Em novembro de 2015, em Fortaleza, diversos policiais foram acusados de participar daquela que se tornou a maior chacina da capital, a chacina da Messejana. Aqui, o Ministério Público apurou que as ações ocorreram para vingar a morte de um policial em um assalto.
Mas este texto não é para falar apenas da Messejana, de Paraisópolis ou do Jacarezinho, tão tristemente debatido ao longo dos últimos dias, mas sim para falar de polícia. É essa a polícia que queremos? Uma polícia que usa toda a sua letalidade e de forma seletiva? Não, não defendo que a polícia seja tão mortal nas áreas nobres quanto é nas periferias. Defendo que não seja tão mortal. Ponto. Em lugar algum. Polícia não é para matar. O trabalho policial é importante e peça estrutural das políticas públicas de segurança, mas essa segurança, como direito, deve ser para todos, no morro e no asfalto, na periferia e nas áreas nobres.
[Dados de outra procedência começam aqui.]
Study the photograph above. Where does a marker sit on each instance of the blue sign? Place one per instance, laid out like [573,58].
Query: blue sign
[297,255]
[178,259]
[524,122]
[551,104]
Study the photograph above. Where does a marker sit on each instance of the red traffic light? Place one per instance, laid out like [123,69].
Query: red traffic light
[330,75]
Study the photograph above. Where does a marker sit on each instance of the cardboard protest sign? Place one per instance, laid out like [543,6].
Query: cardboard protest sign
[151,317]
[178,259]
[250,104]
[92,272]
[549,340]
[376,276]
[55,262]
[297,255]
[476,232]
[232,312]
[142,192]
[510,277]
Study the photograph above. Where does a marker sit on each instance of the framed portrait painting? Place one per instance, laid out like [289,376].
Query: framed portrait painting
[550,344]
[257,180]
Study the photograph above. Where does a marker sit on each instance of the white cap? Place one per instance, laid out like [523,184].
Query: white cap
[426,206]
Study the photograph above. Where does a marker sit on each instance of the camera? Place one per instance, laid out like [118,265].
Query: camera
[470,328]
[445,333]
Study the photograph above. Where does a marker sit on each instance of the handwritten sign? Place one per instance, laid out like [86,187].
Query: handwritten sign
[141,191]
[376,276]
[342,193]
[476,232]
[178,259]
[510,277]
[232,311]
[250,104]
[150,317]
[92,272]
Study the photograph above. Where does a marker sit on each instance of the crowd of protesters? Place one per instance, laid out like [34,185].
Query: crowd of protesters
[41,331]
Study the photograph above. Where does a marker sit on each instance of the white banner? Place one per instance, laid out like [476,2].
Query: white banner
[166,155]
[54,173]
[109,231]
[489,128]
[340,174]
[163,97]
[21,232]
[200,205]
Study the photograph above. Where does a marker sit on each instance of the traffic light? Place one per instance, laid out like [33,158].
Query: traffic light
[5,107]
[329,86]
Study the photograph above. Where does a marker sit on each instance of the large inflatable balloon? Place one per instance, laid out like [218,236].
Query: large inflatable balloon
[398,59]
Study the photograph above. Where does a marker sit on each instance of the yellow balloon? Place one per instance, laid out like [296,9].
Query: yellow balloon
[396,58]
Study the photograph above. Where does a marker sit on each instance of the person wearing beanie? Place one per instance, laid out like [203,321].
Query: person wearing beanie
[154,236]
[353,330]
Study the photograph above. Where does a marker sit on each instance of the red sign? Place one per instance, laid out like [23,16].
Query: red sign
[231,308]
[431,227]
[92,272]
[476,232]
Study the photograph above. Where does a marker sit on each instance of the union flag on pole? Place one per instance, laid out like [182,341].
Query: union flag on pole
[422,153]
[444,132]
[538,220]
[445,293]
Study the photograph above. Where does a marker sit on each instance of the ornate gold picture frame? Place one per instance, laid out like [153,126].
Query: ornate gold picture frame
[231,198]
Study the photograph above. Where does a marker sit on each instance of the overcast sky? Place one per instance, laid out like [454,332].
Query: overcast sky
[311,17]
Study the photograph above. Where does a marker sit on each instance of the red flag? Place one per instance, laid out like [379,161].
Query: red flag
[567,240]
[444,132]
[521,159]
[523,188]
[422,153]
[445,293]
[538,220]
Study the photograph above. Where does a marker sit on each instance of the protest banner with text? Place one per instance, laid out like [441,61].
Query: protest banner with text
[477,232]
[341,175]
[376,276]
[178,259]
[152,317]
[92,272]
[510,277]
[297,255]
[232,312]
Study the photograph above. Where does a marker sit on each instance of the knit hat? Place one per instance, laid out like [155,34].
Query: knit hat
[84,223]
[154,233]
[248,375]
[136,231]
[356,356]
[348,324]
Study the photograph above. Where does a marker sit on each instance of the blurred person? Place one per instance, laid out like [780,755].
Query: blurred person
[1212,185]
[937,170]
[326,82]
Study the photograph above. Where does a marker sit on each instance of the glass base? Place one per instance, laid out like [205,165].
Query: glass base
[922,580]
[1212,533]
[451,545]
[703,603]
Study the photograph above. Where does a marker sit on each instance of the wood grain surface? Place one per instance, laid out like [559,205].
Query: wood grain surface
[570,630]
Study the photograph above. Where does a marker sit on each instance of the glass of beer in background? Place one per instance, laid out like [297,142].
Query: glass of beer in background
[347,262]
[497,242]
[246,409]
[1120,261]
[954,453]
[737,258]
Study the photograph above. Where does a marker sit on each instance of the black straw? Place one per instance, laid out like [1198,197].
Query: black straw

Porém, há uma grande diferença entre a atuação do estado nos bairros ricos e na periferia.
Essa diferença de tratamento não é uma impressão, mas uma constatação, embasada em números de ações policiais, e mesmo reconhecida pela própria polícia. Recentemente, o comandante da ROTA, de São Paulo, em entrevista, falou abertamente que os seus policiais deveriam tratar as pessoas da periferia e das áreas nobres de formas diferentes.
E as diferenças de tratamento continuam sendo praticadas. Em maio do ano passado, um morador de um condomínio de luxo nem se intimidou por ser gravado enquanto chamava um policial militar de “lixo”, despejando diversos palavrões. Os policiais, como foi noticiado, conseguiram conter e levar o homem para a delegacia, usando força moderada. Não há notícia de uso indevido da força. Só lembrando, foi em condomínio de luxo.
Por esses exemplos, é necessária uma urgente reconstrução de conceitos sobre o papel das forças policiais e da formação do profissional de segurança pública, para que a herança da ditadura e a ideia da polícia como força de repressão sejam deixadas para trás. A polícia, como instituição de estado, precisa ser transparente e, acima de tudo, seguir as normas impostas pelo estado democrático de direito. Agir ao arrepio da lei não é ação policial, mas de pessoas que assim se travestem.
O que aconteceu no Jacarezinho não foi um fato isolado, foi apenas o mais sangrento. Infelizmente, sem uma profunda mudança sobre o papel das forças policiais na segurança pública e um sério debate sobre a falida guerra às drogas, não será o último.